As the festive season approaches, your ‘crypto credentials’ will be put to the test by curious relatives seeking advice on joining the bull market. Are you prepared to dazzle with eloquent arguments on decentralization and monetary sovereignty or crumble under the holiday spotlight?
You’re Not a Crypto Guru: The Importance of Humility
The first step in guiding your family and friends through the crypto conversation is to make sure they understand that any action taken ‘is their responsibility.’ Inexperienced investors might mistake you for a crypto guru, but let’s be honest – that’s probably not the case.
Chris Burniske, partner at venture capital firm Placeholder and former blockchain products lead at ARK Invest, puts it succinctly: "No one knows anything for sure about markets. The only people you know for sure are lying, are those who say they ‘know for sure.’"
When crypto markets roar in a full-blown bull run, everyone feels like the next Warren Buffett. Stay humble – admit you don’t have all the answers. Remind them not to follow your footsteps blindly like a herd of sheep. Caution is key, even in the frenzy.
Give Them Context on Where We Are in the Bull Market
Retail investors are often desperate to get in fast, driven by the overwhelming hype where everybody seems to be becoming rich with crypto. However, successful crypto traders counter their human instincts – they buy when crypto attention is low and sell when euphoria sweeps the market.
Burniske explains that the "painful reality" is that rising cryptocurrency prices inevitably draw attention, which fuels further buying. The feedback loop, which he nicknamed the "attention cycle," accelerates when prices become extraordinary. "The later we are in that attention cycle, the worse the entry," Burniske advises.
Understanding the Attention Cycle and the Bull Market
Burniske believes the market has been in a bull run for two years and may now enter its final stages. So, what should you do when their ‘appetite for crypto exposure remains insatiable,’ even if it’s possibly the wrong time to enter? Burniske recommends that they should enter with an equal proportion to Bitcoin, Ether, and Solana with a ratio of 50%/25%/25%.
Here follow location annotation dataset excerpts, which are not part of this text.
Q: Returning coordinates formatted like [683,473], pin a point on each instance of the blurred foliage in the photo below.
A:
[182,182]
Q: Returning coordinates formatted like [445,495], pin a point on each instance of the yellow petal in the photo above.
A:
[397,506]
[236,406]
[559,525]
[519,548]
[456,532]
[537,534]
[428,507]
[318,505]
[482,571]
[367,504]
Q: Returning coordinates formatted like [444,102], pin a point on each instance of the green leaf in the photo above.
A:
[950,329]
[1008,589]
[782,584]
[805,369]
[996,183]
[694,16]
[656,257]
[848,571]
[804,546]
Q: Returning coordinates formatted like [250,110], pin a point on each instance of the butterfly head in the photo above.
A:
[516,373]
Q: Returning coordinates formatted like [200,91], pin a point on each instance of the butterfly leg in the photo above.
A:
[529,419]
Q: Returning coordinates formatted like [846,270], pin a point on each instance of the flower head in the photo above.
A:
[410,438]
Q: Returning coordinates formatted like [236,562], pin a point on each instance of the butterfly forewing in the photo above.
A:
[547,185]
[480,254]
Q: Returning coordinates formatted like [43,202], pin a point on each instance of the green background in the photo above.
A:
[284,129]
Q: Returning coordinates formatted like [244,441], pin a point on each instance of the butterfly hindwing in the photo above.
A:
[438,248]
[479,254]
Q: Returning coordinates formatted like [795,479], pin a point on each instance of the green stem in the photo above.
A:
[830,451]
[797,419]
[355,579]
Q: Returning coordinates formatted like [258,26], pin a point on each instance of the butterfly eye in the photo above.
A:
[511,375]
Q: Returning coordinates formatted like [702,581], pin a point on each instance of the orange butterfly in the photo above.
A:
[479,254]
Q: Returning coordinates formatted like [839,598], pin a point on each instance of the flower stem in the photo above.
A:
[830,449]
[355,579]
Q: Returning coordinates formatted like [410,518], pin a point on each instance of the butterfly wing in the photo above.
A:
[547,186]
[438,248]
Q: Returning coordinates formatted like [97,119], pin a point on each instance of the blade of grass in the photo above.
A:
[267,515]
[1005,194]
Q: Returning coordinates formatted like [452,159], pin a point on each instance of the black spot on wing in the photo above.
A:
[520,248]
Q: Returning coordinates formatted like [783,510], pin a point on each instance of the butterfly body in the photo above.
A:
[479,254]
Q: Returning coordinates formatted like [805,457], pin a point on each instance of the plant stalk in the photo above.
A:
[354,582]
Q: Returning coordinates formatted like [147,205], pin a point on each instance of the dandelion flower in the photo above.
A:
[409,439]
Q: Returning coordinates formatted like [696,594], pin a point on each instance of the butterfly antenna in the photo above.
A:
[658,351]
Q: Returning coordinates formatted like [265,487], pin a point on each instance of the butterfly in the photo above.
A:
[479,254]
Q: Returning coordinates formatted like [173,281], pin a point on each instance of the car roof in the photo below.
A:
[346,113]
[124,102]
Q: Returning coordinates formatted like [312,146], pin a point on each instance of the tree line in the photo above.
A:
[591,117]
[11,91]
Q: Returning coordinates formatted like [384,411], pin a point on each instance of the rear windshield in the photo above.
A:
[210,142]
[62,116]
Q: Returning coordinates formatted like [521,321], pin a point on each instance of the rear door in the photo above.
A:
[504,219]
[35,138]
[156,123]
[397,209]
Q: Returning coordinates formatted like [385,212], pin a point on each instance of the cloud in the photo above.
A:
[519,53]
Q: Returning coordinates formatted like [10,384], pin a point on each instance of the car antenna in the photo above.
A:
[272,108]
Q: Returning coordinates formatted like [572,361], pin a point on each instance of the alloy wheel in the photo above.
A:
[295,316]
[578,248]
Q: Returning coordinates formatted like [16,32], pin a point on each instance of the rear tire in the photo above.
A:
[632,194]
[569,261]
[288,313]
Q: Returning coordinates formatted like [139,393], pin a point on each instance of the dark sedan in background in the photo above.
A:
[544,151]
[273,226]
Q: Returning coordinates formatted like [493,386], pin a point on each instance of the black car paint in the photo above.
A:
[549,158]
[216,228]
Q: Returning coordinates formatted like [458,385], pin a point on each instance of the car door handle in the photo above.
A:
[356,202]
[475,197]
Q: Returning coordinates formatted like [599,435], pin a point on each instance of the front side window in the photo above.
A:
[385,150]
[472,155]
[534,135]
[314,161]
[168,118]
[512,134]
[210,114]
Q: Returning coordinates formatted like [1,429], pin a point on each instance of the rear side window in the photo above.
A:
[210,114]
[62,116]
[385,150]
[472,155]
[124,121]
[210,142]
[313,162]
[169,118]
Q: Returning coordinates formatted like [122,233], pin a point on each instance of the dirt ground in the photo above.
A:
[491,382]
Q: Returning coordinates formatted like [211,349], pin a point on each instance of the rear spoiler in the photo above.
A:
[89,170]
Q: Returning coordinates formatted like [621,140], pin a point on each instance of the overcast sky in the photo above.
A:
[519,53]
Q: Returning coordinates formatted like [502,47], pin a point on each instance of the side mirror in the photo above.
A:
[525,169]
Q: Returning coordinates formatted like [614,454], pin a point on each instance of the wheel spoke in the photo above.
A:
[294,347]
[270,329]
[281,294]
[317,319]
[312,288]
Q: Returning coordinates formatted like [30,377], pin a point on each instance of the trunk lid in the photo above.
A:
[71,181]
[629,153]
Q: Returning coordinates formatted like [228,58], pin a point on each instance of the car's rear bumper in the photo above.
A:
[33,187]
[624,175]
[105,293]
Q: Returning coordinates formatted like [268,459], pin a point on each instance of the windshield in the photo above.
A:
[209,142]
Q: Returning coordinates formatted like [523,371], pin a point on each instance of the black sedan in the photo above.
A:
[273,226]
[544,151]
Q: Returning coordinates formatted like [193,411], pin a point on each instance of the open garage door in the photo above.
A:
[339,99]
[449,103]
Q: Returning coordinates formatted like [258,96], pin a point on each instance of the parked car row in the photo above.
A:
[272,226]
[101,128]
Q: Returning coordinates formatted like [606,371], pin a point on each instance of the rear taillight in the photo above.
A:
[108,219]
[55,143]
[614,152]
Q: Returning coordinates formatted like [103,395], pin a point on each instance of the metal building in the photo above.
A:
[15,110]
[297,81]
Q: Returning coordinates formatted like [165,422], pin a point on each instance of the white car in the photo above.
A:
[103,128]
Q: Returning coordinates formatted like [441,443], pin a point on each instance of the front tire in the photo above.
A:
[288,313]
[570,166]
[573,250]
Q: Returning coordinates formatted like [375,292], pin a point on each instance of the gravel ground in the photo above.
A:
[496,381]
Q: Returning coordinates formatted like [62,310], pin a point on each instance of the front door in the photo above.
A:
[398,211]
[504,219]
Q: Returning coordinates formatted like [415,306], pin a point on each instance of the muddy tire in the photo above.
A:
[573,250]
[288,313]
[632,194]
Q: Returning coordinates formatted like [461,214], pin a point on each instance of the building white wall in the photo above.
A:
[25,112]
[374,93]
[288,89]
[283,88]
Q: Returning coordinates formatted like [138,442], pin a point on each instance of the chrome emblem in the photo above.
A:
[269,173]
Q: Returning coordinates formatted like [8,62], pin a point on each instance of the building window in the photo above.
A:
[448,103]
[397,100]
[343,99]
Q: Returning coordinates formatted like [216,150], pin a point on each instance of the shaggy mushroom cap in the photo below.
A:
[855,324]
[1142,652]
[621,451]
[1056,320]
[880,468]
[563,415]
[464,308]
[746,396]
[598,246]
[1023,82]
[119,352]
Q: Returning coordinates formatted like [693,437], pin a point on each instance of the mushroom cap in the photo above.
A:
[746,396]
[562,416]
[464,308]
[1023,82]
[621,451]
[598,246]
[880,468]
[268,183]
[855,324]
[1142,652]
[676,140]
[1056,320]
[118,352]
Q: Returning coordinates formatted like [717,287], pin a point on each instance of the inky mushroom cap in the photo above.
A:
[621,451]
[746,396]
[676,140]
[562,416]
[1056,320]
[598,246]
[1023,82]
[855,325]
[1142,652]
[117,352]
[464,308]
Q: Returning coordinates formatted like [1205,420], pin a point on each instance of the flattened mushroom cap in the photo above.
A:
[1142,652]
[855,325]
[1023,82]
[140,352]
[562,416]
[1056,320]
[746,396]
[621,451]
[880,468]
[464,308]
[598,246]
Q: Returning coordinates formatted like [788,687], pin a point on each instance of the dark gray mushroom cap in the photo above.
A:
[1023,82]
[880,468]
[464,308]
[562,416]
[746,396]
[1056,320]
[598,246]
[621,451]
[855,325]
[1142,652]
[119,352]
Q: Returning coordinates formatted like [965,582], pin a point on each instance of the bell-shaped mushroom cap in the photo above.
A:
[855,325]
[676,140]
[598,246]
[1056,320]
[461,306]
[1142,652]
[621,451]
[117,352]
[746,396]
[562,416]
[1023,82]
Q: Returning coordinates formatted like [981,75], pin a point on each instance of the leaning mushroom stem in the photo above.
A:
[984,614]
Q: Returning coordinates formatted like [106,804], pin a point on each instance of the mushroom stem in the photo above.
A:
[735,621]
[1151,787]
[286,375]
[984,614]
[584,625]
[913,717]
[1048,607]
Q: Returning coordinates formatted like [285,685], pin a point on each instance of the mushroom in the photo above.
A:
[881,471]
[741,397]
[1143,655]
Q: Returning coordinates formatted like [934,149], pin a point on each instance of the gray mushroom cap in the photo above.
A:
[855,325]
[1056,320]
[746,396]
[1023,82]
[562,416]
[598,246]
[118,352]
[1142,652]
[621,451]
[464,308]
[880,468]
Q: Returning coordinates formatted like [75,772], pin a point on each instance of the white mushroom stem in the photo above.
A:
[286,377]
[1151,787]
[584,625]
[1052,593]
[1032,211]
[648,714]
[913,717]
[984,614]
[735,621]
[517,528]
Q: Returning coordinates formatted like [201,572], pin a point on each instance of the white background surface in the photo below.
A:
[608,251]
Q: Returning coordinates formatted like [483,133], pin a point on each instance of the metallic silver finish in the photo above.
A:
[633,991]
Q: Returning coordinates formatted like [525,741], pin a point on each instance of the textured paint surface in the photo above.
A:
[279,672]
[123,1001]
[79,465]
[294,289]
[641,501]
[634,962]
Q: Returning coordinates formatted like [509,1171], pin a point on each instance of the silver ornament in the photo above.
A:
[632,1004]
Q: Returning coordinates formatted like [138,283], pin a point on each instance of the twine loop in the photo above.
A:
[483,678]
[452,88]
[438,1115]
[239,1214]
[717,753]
If they’re tempted to dive into altcoins or memecoins chasing get-rich-quick schemes, Burniske recommends against it. "This is generally a horrible idea," he cautions. Instead, teach them to place their gains out of the crypto market for 12–18 months in traditional accounts, which can provide some interest (crypto stablecoins have additional risks). This reserved money will be used to pay tax liabilities.
The Psychology of Market Cycles and Tax Obligations
As an experienced crypto investor, it’s crucial to help guide new investors to avoid repeating the same mistakes in the next bull market. Encourage them to get interested in crypto when the attention cycle is low – or non-existent. If done right, they’ll be well-positioned to educate other newcomers who might jump in during the next wave of hype.
Burniske acknowledges that "ETFs and potential sovereign buying ‘could’ mean we don’t have as brutal a bear in the future for BTC." However, he cautions, "Anything that goes 100x quickly is prone to at least an 80-90% crash at some point, structurally — too many people sitting on profit."
Conclusion: Educating New Investors and Avoiding Common Mistakes
Armed with the knowledge you’ve given them about what to buy and when to sell, there are still further common mistakes investors can make. Teach new investors to resist FOMO and avoid reinvesting profits in an attempt to chase further gains. This practice is risky because if the market suddenly collapses, investors could owe more taxes on realized gains than the value of the assets left after the crash.
By guiding your family and friends through the crypto conversation this Christmas, you’ll not only help them navigate the complexities of cryptocurrency investing but also equip them with valuable knowledge to avoid repeating the same mistakes in the next bull market.